Photo courtesy of Alicia Hall Moran

Jason Moran and Alicia Hall Moran draw on personal family traditions and stories for their Spoleto Festival USA performance this week to explore the Great Migration — the historic movement that saw 6 million African Americans relocate from the rural South to various Northern cities and beyond from 1916 to 1970. 

The Morans bring Two Wings: The Music of Black America in Migration to Spoleto Festival USA on June 11 at 9 p.m. As seasoned composers, both have extensive experience writing and recording albums for themselves and other artists.

“Black people have coded their music forever, and we were coding ways of getting routes to take North by talking about neighborhoods that people arrived at during the Great Migration,” Jason said.

Jason is a jazz pianist and visual artist and has composed scores for Ava DuVernay’s “Selma” and “13th” as well as Ta-Nehisi Coates’s stage version of “Between the World and Me.” He is also the artistic director of Jazz at The Kennedy Center. Alicia is a trained mezzo-soprano vocalist. She has been commissioned by The Museum of Modern Art, The Kitchen and Art Basel Miami and has collaborated with the band Harriet Tubman, visual artist Carrie Mae Weems and more. 

The artistic couple first premiered Two Wings at Carnegie Hall in 2019 before bringing the show to The Kennedy Center, The Elb in Hamburg and Symphony Center at Orchestra Hall in Chicago. The two are no strangers to Spoleto, performing at the festival in 2016. This year’s performance marks the first performance of Two Wings in the American South.

Through rhythm and blues to gospel, classical to Broadway, work songs to rock and more, the concert will feature various musicians and is adapted to each performance location.

“Here at Spoleto, Julie Dash, who has written a book for her film ‘Daughters of the Dust,’ is going to read to the audience,” said Alicia.

Dash’s film explores the Gullah culture of the sea islands off the coast of South Carolina and Georgia.

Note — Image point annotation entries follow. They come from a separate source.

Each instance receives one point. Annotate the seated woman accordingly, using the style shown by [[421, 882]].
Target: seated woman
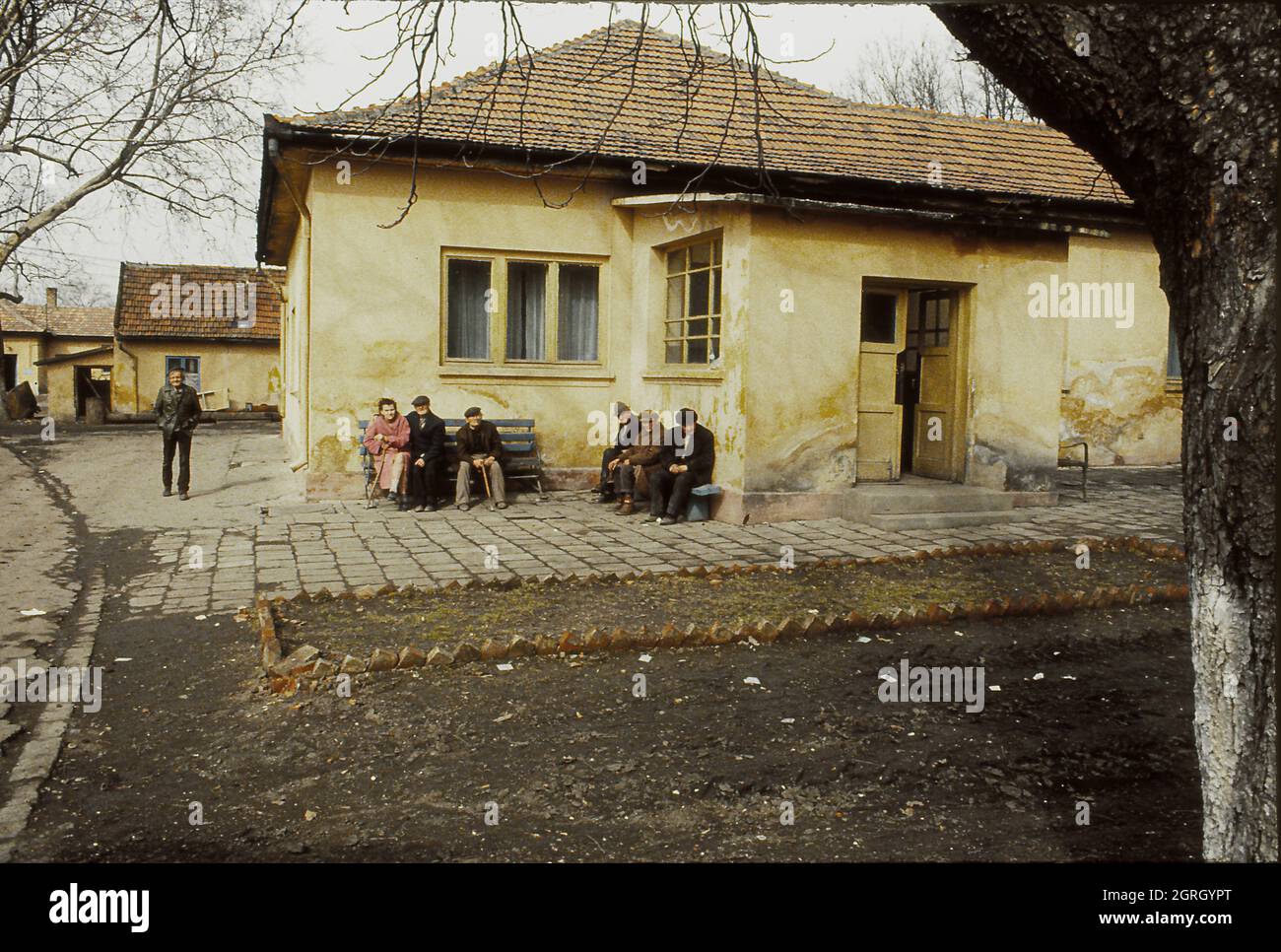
[[636, 464], [385, 439]]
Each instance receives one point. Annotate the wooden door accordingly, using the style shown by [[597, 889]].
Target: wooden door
[[880, 419]]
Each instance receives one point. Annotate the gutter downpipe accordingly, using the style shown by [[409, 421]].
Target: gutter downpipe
[[273, 153]]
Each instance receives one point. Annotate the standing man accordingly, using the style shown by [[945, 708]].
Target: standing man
[[479, 451], [626, 437], [426, 453], [177, 414], [688, 456]]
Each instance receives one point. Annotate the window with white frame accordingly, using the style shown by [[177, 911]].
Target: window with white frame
[[692, 325], [526, 307]]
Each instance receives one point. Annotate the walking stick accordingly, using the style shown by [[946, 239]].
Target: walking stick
[[485, 474], [378, 481]]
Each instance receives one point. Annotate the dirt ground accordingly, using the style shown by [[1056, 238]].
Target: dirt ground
[[573, 765], [426, 618]]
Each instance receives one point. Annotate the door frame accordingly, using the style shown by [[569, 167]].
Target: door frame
[[959, 344]]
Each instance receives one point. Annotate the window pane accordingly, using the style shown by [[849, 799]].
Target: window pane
[[878, 318], [468, 323], [700, 286], [579, 311], [526, 306], [675, 298]]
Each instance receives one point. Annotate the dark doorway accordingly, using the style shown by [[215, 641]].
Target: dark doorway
[[93, 382]]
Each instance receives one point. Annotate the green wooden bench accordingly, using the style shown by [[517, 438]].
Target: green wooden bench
[[520, 455]]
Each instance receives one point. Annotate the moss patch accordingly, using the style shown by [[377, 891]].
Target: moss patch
[[424, 619]]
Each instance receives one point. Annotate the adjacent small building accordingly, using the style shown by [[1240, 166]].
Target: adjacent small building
[[64, 353], [221, 325]]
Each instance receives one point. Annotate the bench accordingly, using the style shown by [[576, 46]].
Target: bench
[[1063, 460], [520, 455]]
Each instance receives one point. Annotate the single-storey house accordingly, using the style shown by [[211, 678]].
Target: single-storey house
[[844, 293], [59, 351], [218, 324]]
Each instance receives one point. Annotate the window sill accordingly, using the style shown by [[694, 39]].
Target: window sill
[[683, 374], [533, 373]]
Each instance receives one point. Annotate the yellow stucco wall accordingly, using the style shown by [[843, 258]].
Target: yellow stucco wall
[[1114, 388], [363, 320], [250, 372], [29, 351]]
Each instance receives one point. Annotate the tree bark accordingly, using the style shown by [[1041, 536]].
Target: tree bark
[[1165, 99]]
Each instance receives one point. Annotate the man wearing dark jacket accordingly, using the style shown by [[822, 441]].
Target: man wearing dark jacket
[[688, 456], [626, 437], [177, 413], [426, 455], [479, 448]]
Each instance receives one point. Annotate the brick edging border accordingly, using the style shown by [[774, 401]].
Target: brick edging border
[[306, 666]]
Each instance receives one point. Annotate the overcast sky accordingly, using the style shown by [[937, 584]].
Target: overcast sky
[[829, 34]]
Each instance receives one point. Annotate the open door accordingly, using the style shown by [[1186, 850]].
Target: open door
[[880, 415], [930, 340]]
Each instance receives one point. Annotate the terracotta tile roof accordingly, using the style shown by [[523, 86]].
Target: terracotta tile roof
[[206, 302], [596, 95]]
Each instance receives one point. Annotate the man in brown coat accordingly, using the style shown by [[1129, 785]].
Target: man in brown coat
[[481, 452]]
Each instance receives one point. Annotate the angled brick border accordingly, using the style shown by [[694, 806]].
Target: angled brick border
[[306, 668]]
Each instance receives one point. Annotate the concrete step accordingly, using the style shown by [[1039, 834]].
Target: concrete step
[[946, 498], [905, 521]]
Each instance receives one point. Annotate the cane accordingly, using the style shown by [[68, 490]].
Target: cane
[[378, 481], [485, 474]]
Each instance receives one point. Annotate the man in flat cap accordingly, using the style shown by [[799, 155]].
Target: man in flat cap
[[627, 436], [426, 453], [481, 452]]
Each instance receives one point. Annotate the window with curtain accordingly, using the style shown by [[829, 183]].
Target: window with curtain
[[576, 329], [468, 290], [692, 328], [526, 306]]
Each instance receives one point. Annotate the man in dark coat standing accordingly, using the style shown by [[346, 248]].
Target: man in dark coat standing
[[177, 414], [688, 457], [426, 455], [481, 453]]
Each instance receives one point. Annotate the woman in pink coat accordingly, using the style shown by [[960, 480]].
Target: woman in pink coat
[[387, 436]]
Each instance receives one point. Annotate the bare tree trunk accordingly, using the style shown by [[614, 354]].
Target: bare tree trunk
[[1179, 105]]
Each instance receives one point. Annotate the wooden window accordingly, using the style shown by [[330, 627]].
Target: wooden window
[[542, 307], [693, 314], [878, 316]]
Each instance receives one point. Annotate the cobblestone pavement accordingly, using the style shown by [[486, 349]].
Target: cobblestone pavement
[[341, 545]]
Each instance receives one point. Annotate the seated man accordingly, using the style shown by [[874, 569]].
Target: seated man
[[688, 456], [385, 439], [427, 455], [637, 464], [626, 437], [479, 451]]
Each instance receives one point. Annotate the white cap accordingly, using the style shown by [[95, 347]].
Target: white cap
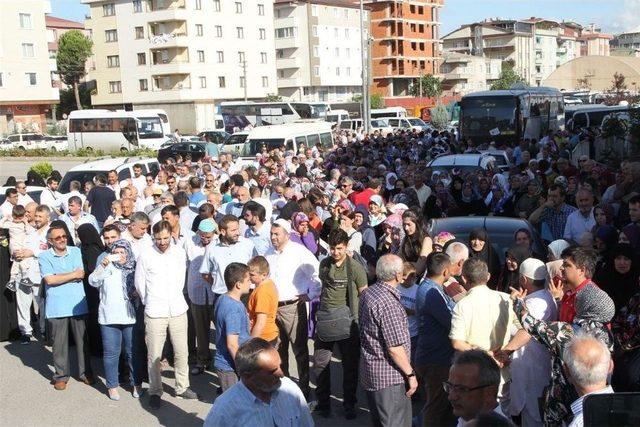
[[534, 269], [281, 222]]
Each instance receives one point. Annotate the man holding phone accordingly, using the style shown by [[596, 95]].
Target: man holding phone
[[62, 271]]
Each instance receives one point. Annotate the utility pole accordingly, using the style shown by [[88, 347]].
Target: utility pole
[[243, 65]]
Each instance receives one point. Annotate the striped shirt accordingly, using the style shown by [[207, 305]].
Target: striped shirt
[[383, 324]]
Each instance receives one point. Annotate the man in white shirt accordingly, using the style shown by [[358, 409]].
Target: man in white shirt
[[295, 272], [588, 364], [159, 280], [581, 220]]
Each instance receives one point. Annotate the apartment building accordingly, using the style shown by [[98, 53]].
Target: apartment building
[[405, 43], [462, 73], [318, 49], [26, 91], [182, 55]]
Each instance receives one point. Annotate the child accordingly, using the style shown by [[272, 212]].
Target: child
[[231, 322], [408, 292], [19, 227], [263, 302]]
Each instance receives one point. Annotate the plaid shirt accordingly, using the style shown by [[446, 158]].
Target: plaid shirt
[[557, 220], [383, 324]]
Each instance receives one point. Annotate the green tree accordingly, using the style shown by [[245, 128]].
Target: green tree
[[73, 51], [431, 87], [508, 77]]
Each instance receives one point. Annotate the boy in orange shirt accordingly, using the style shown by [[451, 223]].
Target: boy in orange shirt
[[263, 302]]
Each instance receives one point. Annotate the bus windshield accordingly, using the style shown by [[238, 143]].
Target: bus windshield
[[488, 116]]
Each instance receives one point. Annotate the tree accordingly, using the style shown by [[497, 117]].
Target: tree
[[431, 87], [508, 77], [73, 51], [273, 97]]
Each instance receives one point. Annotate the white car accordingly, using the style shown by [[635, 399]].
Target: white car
[[123, 165]]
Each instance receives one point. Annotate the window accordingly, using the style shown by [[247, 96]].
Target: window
[[115, 87], [108, 9], [30, 79], [111, 36], [27, 50], [113, 61], [25, 21]]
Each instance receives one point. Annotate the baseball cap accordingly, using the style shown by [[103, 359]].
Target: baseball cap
[[533, 269]]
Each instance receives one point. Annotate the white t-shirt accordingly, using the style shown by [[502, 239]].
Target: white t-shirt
[[408, 300]]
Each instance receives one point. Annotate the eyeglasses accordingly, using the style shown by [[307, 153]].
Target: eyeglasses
[[448, 387]]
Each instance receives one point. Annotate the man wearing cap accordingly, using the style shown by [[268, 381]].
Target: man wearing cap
[[530, 360], [199, 291], [295, 271]]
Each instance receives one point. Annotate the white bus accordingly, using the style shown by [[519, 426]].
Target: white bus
[[113, 130], [240, 115], [384, 113]]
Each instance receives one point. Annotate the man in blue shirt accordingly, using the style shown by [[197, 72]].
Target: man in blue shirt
[[232, 323], [66, 306], [434, 351]]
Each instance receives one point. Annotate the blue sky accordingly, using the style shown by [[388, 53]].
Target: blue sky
[[612, 15]]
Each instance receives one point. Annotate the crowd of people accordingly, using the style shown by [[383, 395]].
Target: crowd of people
[[332, 246]]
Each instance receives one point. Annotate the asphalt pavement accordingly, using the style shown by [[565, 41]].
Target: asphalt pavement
[[28, 399]]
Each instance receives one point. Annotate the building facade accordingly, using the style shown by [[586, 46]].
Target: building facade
[[26, 89], [405, 43], [318, 49], [182, 55]]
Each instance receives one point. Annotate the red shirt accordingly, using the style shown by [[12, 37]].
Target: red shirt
[[567, 305]]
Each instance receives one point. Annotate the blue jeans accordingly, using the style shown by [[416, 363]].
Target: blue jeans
[[112, 338]]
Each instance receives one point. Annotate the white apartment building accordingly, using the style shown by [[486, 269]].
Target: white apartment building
[[26, 91], [318, 53], [183, 56]]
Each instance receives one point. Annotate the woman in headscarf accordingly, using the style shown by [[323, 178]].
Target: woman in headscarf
[[510, 275], [417, 244], [480, 247], [594, 310], [114, 277], [91, 248], [619, 276]]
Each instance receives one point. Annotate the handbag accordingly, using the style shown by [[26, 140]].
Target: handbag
[[334, 324]]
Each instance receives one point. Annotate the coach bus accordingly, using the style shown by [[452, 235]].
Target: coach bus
[[117, 130], [238, 116], [511, 115]]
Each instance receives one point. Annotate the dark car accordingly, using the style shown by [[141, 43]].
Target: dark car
[[197, 150], [501, 231]]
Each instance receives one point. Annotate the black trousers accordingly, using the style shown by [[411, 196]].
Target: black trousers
[[350, 351], [60, 333]]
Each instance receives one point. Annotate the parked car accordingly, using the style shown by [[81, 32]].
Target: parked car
[[501, 230], [197, 150], [465, 163], [123, 165], [32, 190]]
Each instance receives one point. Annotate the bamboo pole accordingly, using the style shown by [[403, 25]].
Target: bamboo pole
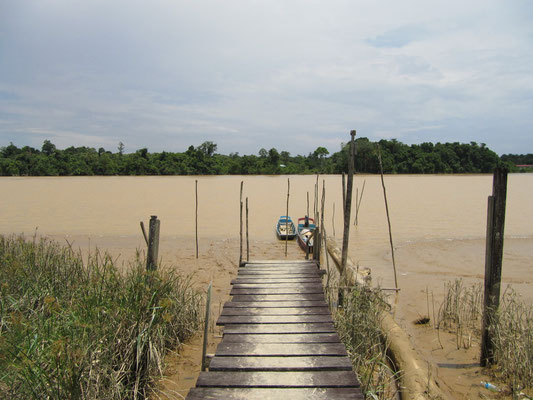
[[240, 248], [153, 243], [206, 328], [356, 222], [196, 214], [347, 211], [388, 217], [493, 261], [287, 217], [247, 236]]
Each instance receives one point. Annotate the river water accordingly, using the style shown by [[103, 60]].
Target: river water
[[438, 226]]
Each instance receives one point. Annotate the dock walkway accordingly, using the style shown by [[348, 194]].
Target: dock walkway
[[279, 341]]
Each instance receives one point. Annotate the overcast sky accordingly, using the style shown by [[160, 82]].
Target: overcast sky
[[289, 74]]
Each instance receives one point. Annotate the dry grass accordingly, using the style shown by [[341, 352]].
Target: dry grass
[[512, 330], [79, 329], [358, 325]]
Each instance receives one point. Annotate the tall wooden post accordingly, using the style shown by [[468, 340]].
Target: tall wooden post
[[287, 217], [347, 212], [247, 236], [240, 234], [196, 214], [493, 261], [388, 218], [153, 243]]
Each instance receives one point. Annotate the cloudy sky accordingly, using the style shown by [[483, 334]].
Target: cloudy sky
[[247, 74]]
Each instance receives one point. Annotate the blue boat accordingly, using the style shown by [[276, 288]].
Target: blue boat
[[285, 228], [306, 227]]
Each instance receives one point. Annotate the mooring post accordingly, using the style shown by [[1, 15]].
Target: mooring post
[[153, 243], [247, 236], [493, 261], [388, 218], [347, 212], [287, 217], [196, 214], [240, 234], [206, 328]]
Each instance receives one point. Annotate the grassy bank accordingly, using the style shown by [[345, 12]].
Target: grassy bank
[[79, 329], [358, 325], [512, 331]]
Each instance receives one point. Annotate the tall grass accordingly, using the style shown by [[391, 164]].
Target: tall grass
[[79, 329], [512, 330], [358, 325]]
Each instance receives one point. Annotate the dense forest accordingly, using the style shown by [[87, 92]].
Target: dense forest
[[397, 157]]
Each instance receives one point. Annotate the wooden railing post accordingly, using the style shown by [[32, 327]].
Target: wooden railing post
[[347, 212], [153, 243], [493, 261]]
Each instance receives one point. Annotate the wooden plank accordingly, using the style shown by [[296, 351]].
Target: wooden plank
[[279, 328], [264, 394], [275, 304], [291, 272], [321, 379], [280, 297], [283, 290], [265, 285], [280, 349], [282, 338], [277, 275], [261, 262], [306, 363], [265, 281], [275, 311], [273, 319]]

She would frequently visit her father’s family in Charleston when she was young and she has taught film classes at College of Charleston.

The concert’s name derives from a spiritual by the same name that Alicia recorded for her 2017 album, “Here Today.” 

“I want two wings to veil my face Lord, I want two wings to fly away / Meet me, Jesus, meet me in the air / And if these two wings fail me, then give me another pair,” the song goes, Alicia recalled.

“So very much that’s a song about spiritual cleansing and renewal, but also the space and creative distance between your past and your future,” she said.

Along with Dash’s reading, the concert will feature performances from the Morans, woodwind ensemble Imani Winds, trombonist Wycliffe Gordon, violinist Curtis Stewart, jazz vocalist Sharón Clark, folk singer Toshi Reagon, cellist Seth Parker Woods; and a string section comprised of Juliette Jones, Chala Yancy, Tia Allen and Ismail Akbar. The musicians will perform originals written and composed by the Morans as well as songs and artistic work by Florence Price, Paul Laurence Dunbar, Duke Ellington and more.

“We frame the music by the language of history, and better if the music is framed by very personal history of whoever’s speaking, whether it’s Alicia, myself or the author,” said Jason. “One thing we always make sure we have done before this concert is acknowledge our ancestry through our songs. This will be the first time we will perform this in the South, which has a very different meaning for the Great Migration.”

With Two Wings, Alicia said she hopes the audience can resonate with the concert in a way that evokes reflection.

“Everybody in our audience has come from somewhere,” said Alicia. “And hopefully for them it will be an evening of listening, fun, enjoyment and reflection on where they’ve come from and what’s been sacrificed for them to be in those seats that night.”

Cydney Lee is a graduate student in the Goldring Arts Journalism and Communications Program at Syracuse University.